Pas de « vraies propositions » de partis
Pour ce qui est des propositions des partis politiques soumises au Roi depuis la fameuse lettre de Mahomed Moatassim, conseiller du Souverain, invitant les partis à réfléchir sur le dossier de l’autonomie, d’après nos sources, seul un parti que la gauche ne porte pas dans son cœur a fait des propositions concrètes, loin de la langue de bois. Le parti en question - le PJD pour ne pas le nommer - a même invité des experts d’Espagne, de Belgique, d’Allemagne et du Canada pour réfléchir au sujet. Un seul parti a refusé l’invitation : Annahj Addimocrati. Mais il vient d’annoncer qu’il reste ouvert pour oeuvrer à trouver une solution pacifique...

La question des droits de l’Homme
L’un des dossiers épineux au Sahara, c’est celui des exactions, en matière de droits de l’Homme, commises depuis 1975 jusqu’à 1999. Plusieurs dossiers de victimes de la région sont entre les mains du CCDH (conseil consultatif des droits de l’Homme) qui a créé une cellule avec quelques membres du CORCAS pour étudier cette question.
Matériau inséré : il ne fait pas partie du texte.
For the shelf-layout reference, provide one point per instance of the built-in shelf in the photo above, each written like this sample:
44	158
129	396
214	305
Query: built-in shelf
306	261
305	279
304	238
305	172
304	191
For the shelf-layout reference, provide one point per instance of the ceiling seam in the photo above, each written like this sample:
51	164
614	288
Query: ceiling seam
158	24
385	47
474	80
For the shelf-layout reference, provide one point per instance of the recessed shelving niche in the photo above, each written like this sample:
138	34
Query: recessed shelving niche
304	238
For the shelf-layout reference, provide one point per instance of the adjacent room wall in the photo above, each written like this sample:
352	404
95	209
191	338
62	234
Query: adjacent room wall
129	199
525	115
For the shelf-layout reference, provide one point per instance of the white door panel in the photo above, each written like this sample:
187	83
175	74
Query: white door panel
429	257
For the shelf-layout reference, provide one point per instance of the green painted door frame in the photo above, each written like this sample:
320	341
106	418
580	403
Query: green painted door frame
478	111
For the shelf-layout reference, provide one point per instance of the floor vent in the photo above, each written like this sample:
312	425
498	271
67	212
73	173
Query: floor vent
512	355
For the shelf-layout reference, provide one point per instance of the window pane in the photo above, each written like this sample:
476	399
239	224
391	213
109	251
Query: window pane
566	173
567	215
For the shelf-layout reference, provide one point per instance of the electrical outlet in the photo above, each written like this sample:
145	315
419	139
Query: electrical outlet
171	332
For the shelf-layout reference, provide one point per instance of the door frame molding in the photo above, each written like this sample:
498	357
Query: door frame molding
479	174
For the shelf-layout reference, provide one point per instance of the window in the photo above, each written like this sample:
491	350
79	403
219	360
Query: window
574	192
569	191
Un projet de création d’une antenne du CCDH au Sahara est en cours d’élaboration. En outre, selon nos sources, le CCDH a été mandaté par la plus haute autorité de l’Etat pour travailler sur un projet consistant à revoir le statut interne du CORCAS et à instaurer une sorte de démocratie interne qui permettra aux membres de participer sans qu’ils n’aient à se plaindre du président qui monopoliserait le pouvoir de décision, d’après les membres du CORCAS. Actuellement, les membres n’ont pratiquement aucun rôle, à part les neuf vice-présidents qui sont presque tous de l’ancien PNUS (parti national unioniste sahraoui) que présidait Khali Henna dans les années soixante-dix au Sahara espagnol.

S’agissant des victimes des exactions, les officiels veulent les considérer comme les autres, dans le Rif ou le Moyen Atlas. Mais ce n’est pas l’avis des militants des droits de l’Homme au Sahara. Pour eux, le nombre des disparus dépasse de loin les chiffres de l’IER. Ce qui pousse Bachir Ammane, ancien détenu de Kelaat Magouna, à dire que « la façon avec laquelle le groupe des détenus sahraouis de magouna a été traité par les organismes officiels des droits de l’Homme est semblable à la façon avec laquelle ils avaient été traités dans la détention secrète ».

Pour cet ancien détenu, la majorité des cas de disparition forcée est originaire du Sahara. Selon des sources bien informées, le président et des membres du Corcas devraient tenir, dans les jours à venir, une séance de travail avec le CCDH (Conseil consultatif des droits de l’Homme) pour ce qui est des aspects relatifs aux droits de l’Homme au Sahara.

Comment est reçu le projet d’autonomie ?
Si le projet d’autonomie est accepté par tous les acteurs de la vie politique au Maroc, qu’en est-il du Polisario ? Selon des sources auxquelles rien n’échappe de ce qui se passe chez le Polisario, ce dernier essaie, depuis l’annonce de la fin de la préparation de la mouture finale, de minimiser les dommages collatéraux que le projet marocain causera au sein même de son état major où deux courants s’affrontent. Sans parler d’une grande partie qui se trouve en Mauritanie et qui prend de plus en plus ses distances avec la direction des séparatistes de Tindouf au sujet de la stratégie de dialogue avec le Maroc.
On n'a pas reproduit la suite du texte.